With more than 70 million people supporting the conspiracy-based candidacy of Donald Trump, we cannot afford to look at such events as those of an isolated fringe. Instead, we need to take a deeper look into what causes millions of ordinary citizens to believe in fantastical, outright lies. What we see is that social media has enabled the spread of cult-like beliefs from fringe to mass groups for the first time. Such a diagnosis will not only be helpful in understanding what ails the body politic, but also in preventing future harm from mass lies, including everything from climate change denial to the dangers of vaccination.

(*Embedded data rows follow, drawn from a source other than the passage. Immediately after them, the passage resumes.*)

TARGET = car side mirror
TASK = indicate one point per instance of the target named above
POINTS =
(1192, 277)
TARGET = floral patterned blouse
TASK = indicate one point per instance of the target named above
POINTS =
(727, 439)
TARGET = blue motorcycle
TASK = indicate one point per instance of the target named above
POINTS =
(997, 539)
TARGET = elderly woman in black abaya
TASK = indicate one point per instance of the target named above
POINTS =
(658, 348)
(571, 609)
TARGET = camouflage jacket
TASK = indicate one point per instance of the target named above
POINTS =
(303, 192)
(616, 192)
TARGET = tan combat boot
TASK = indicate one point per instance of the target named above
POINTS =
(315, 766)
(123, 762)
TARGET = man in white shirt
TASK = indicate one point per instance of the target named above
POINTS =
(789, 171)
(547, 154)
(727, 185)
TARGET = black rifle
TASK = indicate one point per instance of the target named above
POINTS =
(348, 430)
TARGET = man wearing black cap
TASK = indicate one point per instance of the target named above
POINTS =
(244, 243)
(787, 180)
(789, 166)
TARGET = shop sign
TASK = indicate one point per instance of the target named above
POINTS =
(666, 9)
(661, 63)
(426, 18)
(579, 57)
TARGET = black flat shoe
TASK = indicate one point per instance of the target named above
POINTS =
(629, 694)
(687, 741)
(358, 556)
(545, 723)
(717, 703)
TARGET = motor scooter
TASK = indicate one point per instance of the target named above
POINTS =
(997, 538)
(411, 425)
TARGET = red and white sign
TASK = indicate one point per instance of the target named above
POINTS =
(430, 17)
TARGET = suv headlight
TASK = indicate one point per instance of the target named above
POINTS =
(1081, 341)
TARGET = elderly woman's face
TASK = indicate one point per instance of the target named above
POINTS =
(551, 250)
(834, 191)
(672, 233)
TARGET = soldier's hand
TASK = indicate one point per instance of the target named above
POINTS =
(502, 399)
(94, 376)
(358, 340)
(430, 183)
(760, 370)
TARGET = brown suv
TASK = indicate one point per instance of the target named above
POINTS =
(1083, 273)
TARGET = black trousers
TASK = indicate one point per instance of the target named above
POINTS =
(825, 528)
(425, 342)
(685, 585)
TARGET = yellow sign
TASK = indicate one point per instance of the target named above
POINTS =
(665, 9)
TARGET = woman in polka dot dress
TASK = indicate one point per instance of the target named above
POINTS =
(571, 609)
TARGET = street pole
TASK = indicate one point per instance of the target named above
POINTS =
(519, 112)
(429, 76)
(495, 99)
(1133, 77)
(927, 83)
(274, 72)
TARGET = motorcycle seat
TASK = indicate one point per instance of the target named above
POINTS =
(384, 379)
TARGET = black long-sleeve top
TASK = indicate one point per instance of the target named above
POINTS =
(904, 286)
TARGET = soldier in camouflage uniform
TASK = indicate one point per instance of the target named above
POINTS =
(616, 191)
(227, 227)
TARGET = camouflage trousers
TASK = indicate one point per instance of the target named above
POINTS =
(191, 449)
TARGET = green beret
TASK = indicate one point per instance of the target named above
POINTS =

How do people come to believe in obvious lies? What the history of cults tells us

The scientific approach of most academics doesn’t lend itself easily to understanding the underlying irrationality of human nature. Asking someone in a lab why they gamble doesn’t really capture the roots of primordial urges, such as those to win or to gain power and respect. We might not have good explanations for why such urges exist, however, we can still document them and trace how they play out in social interactions, and particularly in social media, which take on a very different character than what occurs in a lab, where behaviour that would be unacceptable in face-to-face interactions in “normal” life is permitted.

It is similarly difficult to place one’s finger on mass hysteria, such as that pertaining to fear of a communist infiltration in the U.S. of the 1950s, or of the ordinary citizens supporting Hitler’s lies in the 1930s; clearly individuals in a mob act very differently.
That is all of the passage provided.